A study of migraine in Kleine-Levin syndrome

Harry Donnelly, Guy Leschziner

Abstract

Abstract: Kleine-Levin syndrome (KLS) is a rare sleep disorder first described in the 1920s. The primary feature is recurrent hypersomnia, with additional components including derealisation, behavioural changes and megaphagia. Episodes typically manifest at least once a year and may last days to many weeks. KLS often first appears during adolescence and can severely disrupt normal development, integration and academic performance. The aetiology remains unclear, but current opinion favours a dysregulation of hypothalamic pathways. Patients and their relatives often describe severe headache during episodes. However headache as a symptom of KLS is rarely described in published reports, including the International Classification of Sleep Disorders (ICSD) classification. Similarly, intolerances to light and sound are frequently present in patient descriptions but not in literature searches.

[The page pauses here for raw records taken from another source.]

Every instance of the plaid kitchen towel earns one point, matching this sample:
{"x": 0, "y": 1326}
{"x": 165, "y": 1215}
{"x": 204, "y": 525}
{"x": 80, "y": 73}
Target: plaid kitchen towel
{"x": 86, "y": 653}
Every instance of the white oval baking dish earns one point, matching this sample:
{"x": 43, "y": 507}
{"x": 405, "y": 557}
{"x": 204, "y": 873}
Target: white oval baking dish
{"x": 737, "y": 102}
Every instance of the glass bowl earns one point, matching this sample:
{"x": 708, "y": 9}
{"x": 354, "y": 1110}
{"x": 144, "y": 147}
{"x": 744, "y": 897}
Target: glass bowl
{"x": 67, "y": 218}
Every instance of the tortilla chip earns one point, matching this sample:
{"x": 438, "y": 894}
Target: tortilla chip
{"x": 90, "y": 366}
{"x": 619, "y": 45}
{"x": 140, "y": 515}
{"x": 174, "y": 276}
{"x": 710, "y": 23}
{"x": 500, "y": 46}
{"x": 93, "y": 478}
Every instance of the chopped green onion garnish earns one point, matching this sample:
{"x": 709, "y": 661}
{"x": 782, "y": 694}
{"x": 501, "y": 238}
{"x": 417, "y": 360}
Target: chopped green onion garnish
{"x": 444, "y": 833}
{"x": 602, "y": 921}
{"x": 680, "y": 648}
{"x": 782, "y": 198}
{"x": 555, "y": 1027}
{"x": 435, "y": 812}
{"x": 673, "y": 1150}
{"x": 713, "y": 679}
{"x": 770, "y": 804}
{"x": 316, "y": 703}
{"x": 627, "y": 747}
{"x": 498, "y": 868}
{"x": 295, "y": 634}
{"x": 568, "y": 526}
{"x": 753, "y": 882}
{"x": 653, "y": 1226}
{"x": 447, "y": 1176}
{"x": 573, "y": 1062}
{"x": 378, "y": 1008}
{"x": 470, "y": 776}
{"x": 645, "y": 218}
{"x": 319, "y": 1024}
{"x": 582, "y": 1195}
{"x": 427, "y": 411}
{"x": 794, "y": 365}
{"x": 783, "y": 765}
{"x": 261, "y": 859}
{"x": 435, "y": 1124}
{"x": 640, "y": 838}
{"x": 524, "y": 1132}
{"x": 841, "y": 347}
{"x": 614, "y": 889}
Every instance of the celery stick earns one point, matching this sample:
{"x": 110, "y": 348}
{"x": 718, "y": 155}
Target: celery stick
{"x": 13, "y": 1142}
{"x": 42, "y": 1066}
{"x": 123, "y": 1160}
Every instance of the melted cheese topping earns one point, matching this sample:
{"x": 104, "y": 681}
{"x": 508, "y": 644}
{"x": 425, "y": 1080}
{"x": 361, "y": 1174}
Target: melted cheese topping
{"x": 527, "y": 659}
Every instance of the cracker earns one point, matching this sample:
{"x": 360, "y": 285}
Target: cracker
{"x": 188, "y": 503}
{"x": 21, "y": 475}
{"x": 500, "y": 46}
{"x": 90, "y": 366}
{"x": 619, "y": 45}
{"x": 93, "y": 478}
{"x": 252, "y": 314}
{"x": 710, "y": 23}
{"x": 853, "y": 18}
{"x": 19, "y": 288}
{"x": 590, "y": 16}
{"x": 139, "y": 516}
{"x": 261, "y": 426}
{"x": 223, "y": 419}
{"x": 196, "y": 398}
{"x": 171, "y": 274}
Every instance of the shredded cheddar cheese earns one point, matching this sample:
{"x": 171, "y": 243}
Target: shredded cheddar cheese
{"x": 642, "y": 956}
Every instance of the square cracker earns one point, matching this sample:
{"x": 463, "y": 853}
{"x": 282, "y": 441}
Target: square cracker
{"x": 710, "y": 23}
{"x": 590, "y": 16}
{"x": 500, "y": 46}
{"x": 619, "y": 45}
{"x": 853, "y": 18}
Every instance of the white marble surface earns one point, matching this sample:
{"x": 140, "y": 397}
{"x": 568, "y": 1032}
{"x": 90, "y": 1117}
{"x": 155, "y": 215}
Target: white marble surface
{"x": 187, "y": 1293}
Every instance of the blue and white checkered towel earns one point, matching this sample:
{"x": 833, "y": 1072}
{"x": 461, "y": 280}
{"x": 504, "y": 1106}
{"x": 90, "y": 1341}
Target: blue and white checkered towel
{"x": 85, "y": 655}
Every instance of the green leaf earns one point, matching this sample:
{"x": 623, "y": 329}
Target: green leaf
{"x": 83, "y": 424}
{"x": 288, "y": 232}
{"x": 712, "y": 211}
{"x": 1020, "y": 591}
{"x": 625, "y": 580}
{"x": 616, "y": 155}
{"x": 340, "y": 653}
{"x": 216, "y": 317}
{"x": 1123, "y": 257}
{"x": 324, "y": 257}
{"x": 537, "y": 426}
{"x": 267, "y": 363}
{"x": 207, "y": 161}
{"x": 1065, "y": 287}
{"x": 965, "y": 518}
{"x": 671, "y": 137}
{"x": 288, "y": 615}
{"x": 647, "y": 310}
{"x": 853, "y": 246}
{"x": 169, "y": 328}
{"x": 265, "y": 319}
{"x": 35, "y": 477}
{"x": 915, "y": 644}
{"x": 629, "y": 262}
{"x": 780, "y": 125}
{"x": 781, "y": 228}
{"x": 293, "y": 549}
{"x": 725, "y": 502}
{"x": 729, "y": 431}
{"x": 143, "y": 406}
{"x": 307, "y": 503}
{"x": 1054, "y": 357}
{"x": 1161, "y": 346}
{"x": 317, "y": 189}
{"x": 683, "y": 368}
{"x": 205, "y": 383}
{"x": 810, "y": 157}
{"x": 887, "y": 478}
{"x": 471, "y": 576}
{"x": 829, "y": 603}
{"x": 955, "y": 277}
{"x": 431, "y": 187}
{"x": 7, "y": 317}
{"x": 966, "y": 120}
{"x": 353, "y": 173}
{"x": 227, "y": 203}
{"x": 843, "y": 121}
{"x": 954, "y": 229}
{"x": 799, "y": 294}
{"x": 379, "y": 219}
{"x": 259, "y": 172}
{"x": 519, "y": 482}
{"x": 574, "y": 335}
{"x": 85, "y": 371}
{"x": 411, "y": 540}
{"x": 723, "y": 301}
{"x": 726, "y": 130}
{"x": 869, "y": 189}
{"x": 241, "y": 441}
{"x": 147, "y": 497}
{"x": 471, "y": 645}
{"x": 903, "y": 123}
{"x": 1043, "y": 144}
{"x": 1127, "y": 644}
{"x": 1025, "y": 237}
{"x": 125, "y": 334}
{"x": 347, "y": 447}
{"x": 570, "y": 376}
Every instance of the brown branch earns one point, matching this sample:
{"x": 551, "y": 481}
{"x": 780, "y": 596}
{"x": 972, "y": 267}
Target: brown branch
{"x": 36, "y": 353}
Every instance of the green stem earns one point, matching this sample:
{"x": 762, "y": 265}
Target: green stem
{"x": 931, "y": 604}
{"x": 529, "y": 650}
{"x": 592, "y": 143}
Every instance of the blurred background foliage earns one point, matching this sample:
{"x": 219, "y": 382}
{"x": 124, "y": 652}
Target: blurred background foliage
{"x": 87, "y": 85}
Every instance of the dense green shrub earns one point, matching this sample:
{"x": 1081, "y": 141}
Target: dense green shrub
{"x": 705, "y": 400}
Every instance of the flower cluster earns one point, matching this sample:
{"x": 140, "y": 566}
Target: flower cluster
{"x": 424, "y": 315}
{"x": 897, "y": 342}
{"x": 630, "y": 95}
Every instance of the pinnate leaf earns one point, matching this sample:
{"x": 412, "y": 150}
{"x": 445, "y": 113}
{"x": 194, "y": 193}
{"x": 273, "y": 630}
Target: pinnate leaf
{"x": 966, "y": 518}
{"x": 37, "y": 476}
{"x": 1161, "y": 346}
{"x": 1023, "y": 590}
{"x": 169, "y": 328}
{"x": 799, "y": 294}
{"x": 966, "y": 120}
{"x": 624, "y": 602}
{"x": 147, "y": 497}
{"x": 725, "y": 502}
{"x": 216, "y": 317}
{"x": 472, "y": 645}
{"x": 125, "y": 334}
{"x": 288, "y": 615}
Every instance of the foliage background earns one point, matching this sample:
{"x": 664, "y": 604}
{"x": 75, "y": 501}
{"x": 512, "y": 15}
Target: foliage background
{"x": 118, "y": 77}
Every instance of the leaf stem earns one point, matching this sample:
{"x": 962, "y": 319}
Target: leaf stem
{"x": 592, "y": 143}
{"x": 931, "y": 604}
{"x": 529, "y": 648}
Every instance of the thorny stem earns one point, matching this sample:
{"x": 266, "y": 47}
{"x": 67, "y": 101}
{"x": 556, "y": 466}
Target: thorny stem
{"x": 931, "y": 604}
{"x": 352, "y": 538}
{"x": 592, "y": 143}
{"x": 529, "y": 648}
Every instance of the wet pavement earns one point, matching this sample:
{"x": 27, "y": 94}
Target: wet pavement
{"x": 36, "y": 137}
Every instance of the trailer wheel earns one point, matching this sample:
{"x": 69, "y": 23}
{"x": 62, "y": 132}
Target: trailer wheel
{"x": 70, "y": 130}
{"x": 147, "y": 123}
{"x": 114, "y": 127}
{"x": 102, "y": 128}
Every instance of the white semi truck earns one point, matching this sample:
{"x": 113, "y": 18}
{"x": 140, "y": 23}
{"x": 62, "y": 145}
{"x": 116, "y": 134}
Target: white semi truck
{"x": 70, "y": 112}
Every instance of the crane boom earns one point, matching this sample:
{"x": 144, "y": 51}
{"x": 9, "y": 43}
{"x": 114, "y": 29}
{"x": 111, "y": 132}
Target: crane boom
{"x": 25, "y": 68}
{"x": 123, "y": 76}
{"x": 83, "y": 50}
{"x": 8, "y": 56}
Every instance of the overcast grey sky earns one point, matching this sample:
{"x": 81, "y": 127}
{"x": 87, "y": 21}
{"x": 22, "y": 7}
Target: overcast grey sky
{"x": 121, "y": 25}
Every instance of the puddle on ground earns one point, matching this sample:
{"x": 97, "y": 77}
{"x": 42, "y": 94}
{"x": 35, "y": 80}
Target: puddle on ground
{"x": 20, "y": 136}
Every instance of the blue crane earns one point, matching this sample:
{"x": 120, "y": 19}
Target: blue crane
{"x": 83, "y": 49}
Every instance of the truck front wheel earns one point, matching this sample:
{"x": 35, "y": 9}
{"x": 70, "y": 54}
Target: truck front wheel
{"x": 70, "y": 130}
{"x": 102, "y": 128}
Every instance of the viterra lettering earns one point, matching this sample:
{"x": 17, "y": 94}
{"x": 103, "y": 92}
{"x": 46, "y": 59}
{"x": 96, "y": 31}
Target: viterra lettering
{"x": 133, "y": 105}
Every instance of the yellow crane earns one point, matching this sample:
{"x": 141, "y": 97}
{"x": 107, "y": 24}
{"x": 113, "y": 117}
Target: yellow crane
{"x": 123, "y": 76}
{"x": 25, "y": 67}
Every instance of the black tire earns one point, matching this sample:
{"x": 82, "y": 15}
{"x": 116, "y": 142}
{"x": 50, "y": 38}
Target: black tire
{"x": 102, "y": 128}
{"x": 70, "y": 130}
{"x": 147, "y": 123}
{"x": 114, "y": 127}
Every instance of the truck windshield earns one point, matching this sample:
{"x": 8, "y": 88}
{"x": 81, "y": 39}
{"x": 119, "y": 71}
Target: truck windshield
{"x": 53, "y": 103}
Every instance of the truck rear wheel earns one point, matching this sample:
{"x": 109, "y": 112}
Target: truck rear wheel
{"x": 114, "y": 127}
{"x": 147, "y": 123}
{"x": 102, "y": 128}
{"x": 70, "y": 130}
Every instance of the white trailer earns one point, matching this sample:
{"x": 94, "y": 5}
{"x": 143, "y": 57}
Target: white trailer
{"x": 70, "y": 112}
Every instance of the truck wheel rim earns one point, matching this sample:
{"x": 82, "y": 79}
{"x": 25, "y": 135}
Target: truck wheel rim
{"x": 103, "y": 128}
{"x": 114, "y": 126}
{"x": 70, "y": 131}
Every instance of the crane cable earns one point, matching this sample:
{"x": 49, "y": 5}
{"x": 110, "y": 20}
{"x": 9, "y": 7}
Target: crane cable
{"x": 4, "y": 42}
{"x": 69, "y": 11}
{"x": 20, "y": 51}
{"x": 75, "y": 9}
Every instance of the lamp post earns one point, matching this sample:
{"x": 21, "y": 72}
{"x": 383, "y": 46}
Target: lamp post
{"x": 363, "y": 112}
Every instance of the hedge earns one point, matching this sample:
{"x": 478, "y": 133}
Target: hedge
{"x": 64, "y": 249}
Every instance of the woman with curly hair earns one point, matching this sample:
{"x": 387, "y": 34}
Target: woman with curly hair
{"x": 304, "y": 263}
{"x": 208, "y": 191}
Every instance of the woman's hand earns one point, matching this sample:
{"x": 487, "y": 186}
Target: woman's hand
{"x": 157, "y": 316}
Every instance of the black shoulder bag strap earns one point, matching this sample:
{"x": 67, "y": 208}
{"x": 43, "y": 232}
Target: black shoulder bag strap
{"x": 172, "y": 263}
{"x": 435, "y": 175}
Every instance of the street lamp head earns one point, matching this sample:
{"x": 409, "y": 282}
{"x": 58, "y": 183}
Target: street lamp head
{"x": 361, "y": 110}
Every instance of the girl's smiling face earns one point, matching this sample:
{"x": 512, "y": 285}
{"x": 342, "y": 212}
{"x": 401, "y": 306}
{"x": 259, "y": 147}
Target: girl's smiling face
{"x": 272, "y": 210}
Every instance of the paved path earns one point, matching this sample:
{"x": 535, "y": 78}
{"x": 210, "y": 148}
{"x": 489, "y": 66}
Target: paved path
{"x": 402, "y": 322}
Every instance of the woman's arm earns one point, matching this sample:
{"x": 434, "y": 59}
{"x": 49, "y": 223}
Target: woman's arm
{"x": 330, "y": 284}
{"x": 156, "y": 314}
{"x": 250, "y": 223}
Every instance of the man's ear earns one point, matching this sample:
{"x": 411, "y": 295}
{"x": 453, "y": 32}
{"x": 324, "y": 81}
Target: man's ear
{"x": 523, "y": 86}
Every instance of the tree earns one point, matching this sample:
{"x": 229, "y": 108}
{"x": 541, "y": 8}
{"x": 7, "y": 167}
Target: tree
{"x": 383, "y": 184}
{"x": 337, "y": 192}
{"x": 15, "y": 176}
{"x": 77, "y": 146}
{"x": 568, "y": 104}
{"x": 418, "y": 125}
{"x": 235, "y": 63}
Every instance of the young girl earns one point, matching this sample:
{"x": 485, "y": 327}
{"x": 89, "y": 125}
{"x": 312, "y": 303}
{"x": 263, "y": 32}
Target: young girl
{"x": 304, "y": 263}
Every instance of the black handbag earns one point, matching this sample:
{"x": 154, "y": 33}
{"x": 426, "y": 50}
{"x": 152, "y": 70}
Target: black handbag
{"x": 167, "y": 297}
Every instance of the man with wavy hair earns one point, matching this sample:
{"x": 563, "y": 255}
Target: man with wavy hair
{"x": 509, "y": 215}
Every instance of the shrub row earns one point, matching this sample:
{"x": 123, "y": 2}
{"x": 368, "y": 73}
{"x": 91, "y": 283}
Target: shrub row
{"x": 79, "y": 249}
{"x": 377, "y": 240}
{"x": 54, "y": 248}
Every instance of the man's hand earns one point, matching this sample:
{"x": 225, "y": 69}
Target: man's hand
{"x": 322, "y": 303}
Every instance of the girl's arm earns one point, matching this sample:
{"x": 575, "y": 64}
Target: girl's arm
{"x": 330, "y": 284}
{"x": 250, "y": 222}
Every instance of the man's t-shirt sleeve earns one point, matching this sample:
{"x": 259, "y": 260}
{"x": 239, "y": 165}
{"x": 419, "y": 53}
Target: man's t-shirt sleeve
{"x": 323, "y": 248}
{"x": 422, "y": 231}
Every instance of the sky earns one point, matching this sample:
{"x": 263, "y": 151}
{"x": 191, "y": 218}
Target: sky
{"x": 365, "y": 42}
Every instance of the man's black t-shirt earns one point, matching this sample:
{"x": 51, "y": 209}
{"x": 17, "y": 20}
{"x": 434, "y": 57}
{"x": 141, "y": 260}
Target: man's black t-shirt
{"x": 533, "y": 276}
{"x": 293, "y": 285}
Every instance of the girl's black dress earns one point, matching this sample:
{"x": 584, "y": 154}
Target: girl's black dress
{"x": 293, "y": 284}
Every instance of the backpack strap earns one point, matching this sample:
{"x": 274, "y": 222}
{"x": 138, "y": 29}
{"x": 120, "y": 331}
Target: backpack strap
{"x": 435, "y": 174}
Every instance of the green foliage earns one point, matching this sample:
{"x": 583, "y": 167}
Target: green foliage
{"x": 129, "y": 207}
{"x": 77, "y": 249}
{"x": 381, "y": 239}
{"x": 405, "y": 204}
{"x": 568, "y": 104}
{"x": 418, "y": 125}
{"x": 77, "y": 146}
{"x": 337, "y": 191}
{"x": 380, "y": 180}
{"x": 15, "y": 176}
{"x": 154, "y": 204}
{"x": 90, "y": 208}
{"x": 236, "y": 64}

Migraine as a risk marker, a phenotypic feature or an aetiological factor may have been overlooked in the characterisation of KLS. This study investigates the frequency and features of migraine in a cohort of 16 KLS patients. Structured interviews have been designed to identify typical migrainous symptoms and associations. There is currently little in the way of treatment available for KLS patients. Stimulants, antidepressants and mood stabilisers have thus far yielded poor results. Investigation into migraine as a potential component of KLS can stimulate discussion around novel therapeutic strategies.